Let's summarize the discussion in the preceding section, but without the restriction to Minkowski space. Matter is described by the energy-momentum 1-forms \begin{equation} T^i = T^i{}_j\,\sigma^j \end{equation} which can be combined into a single vector-valued 1-form \begin{equation} \Tvec = T^i \ee_i \end{equation} Consider an observer with velocity vector $\vv$ satisfying \begin{equation} \vv \,d\tau = d\rr \end{equation} and drop the arrow to write as usual \begin{equation} v=\vv\cdot d\rr \end{equation} for the 1-form physically equivalent to $\vv$. The observer's 4-velocity $\vv$ is a future-pointing, timelike unit vector, so $\vv\cdot\vv=-1$ and therefore $v=-d\tau$.

Given an energy-momentum tensor $\Tvec$ and an observer with velocity $v$, it is reasonable to ask how to obtain the energy density seen by this observer. Not surprisingly, this involves some sort of dot product between $\Tvec$ and $v$, but it requires a dot product both on the vector part of $\Tvec$, and on its 1-form part. Begin by using the metric $g$ to perform the latter operation, defining 1) \begin{equation} \Tvec_{\vv} = -g(\Tvec,v) \end{equation} which we can write in terms of components using \begin{equation} g(\Tvec,v) = T^i{}_j\ee_i \,g(\sigma^j,\sigma^k) \,v_k = T^i{}_j \,v^j \,\ee_i \end{equation} since $v=v_k\,\sigma^k$. The observed energy density is then given by \begin{equation} \rho_{\hbox{obs}} = -\Tvec_{\vv} \cdot \vv = g(\Tvec\cdot\vv,v) \label{rhoobs} \end{equation} where in components \begin{equation} \Tvec\cdot\vv = \left(T^i{}_j\sigma^j\ee_i\right)\cdot \left(v^k\,\ee_k\right) = T^i{}_j\sigma^jv_i \end{equation} and where the last equality in (\ref{rhoobs}) reflects the ability to perform these two types of dot products in either order. The condition that the energy-momentum tensor be symmetric can be expressed in the form \begin{equation} g(\Tvec,v)\cdot d\rr = \Tvec \cdot \vv \end{equation} (for all spacetime vectors $\vv$), which we will henceforth assume, and which is equivalent to $T^{ij}=T^{ji}$.

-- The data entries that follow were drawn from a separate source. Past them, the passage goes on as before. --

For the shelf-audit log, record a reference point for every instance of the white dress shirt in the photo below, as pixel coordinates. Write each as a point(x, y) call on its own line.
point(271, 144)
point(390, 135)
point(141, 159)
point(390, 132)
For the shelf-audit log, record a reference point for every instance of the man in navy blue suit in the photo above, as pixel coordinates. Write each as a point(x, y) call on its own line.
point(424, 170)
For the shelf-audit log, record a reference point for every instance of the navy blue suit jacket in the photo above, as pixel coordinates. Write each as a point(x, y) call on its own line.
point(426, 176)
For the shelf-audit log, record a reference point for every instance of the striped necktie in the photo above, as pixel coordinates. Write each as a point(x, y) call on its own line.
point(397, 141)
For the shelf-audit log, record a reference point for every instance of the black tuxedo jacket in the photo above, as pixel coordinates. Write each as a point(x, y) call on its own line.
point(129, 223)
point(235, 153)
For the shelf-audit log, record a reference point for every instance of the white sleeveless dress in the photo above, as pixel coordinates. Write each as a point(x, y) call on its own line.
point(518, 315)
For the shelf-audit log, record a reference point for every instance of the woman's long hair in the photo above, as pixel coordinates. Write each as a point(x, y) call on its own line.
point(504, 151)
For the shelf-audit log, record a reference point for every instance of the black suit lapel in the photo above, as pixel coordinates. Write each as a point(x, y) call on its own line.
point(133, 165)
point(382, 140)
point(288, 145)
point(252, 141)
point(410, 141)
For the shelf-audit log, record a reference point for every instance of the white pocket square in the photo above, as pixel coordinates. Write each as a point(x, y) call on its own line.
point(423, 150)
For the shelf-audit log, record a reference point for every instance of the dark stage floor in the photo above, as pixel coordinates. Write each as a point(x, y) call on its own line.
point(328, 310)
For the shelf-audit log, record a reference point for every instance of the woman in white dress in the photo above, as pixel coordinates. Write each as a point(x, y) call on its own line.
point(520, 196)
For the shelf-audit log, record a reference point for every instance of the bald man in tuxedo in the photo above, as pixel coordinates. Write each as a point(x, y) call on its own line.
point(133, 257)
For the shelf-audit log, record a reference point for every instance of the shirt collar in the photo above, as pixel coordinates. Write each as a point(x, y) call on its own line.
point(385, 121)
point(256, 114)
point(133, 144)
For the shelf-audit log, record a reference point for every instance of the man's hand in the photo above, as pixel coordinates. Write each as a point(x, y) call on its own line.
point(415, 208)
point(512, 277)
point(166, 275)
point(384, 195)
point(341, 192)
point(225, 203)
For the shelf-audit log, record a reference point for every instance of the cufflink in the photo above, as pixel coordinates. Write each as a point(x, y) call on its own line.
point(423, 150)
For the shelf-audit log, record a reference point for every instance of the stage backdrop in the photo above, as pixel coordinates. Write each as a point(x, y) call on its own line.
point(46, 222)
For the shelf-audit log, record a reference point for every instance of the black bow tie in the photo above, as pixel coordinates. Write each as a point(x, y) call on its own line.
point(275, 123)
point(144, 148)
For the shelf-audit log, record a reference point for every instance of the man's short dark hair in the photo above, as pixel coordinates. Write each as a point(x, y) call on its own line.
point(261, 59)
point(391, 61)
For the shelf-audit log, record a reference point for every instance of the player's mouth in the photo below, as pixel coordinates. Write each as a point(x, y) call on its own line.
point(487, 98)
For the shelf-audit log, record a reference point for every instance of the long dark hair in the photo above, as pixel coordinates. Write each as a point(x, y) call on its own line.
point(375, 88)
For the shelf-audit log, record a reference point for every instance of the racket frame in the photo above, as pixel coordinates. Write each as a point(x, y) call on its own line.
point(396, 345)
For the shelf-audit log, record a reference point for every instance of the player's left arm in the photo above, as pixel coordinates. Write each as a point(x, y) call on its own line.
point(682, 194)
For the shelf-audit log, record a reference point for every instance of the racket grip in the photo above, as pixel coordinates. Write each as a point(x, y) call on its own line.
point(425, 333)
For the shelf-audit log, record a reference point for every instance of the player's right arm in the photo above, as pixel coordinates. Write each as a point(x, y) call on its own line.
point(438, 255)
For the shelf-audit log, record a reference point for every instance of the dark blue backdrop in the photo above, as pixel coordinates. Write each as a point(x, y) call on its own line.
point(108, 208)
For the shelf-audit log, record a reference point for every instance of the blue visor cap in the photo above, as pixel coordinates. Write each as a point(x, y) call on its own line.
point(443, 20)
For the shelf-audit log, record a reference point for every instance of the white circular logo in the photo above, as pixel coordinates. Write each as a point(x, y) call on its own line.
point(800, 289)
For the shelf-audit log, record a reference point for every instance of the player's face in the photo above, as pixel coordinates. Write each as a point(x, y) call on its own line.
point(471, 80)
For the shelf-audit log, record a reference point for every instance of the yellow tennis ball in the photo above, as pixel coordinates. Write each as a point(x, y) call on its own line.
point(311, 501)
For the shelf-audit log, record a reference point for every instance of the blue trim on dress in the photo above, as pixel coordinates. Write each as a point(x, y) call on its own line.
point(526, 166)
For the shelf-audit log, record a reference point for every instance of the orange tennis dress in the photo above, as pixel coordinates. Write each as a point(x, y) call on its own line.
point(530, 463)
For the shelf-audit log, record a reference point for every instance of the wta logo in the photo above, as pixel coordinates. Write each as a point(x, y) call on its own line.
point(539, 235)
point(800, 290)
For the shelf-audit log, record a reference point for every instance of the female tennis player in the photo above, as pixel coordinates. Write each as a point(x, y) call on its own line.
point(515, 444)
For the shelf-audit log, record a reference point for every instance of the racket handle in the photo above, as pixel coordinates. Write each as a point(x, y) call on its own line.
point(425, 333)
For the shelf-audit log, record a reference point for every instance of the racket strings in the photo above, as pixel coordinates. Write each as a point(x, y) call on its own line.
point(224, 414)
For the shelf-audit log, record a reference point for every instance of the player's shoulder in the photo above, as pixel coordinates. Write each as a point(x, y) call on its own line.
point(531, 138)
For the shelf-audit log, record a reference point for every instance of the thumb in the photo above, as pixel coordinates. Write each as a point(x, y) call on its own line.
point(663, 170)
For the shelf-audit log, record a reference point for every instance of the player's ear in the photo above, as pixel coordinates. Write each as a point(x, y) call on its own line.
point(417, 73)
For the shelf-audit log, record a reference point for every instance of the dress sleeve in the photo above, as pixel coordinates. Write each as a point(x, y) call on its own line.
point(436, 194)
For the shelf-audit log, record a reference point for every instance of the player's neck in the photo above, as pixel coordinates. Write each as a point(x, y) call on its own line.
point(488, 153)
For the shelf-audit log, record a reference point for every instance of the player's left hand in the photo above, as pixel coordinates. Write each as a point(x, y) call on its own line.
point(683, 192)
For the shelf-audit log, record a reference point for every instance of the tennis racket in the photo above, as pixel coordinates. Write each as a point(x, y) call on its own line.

The energy-momentum tensor for dust with velocity vector $\uu$ is given by \begin{equation} \Tvec = \rho\,\uu\,u \end{equation} where $u=\uu\cdot d\rr=-d\lambda$, with $\lambda$ denoting the proper time of the dust particles in order to avoid confusion with the proper time $\tau$ of the observer. Equivalently, \begin{align} \Tvec_{\uu} &= \rho\,\uu \\ \Tvec \cdot \uu &= -\rho\,u \end{align} The energy density in the rest frame of the dust particles is then \begin{equation} -\Tvec_{\uu}\cdot\uu = \rho \end{equation} as expected, and the observed energy density in some other frame is given by \begin{equation} -\Tvec_{\vv}\cdot\vv = \rho\,\uu\,g(u,v) \cdot\vv = \rho\,(\uu\cdot\vv)^2 \end{equation} since $g(u,v)=\uu\cdot\vv$. We again recover the expected result, since $\uu\cdot\vv=\cosh\beta$ (and $\rho=mn$ in the example considered in the previous section).

Dust is not very interesting, since the dust particles do not interact with each other. A slightly more general model is a perfect fluid, in which there is also a pressure density $p$. The energy-momentum tensor for a perfect fluid with velocity vector $\uu$ is given by \begin{equation} \Tvec = (\rho+p)\,\uu\,u + p\,d\rr \end{equation} for which \begin{equation} \Tvec\cdot\uu = -(\rho+p)\,u + p\,u = -\rho\,u \end{equation} as was the case for dust, so the energy density (at rest) is still $\rho$. In (spacelike) directions $\vv$ orthogonal to $\uu$ we have instead \begin{align} -\Tvec_{\vv}\cdot\vv &= g(\Tvec\cdot\vv,v) \nonumber\\ &= g(p\,v,v) \nonumber\\ &= p \vv\cdot\vv \nonumber\\ &= p \end{align} where we have used $\uu\cdot\vv=0$ and further assumed $|\vv|=1$. Thus, $\rho$ and $p$ correspond to the energy and pressure densities 2) in the rest frame of the fluid, and $p$ is the same in all (spatial) directions in this frame.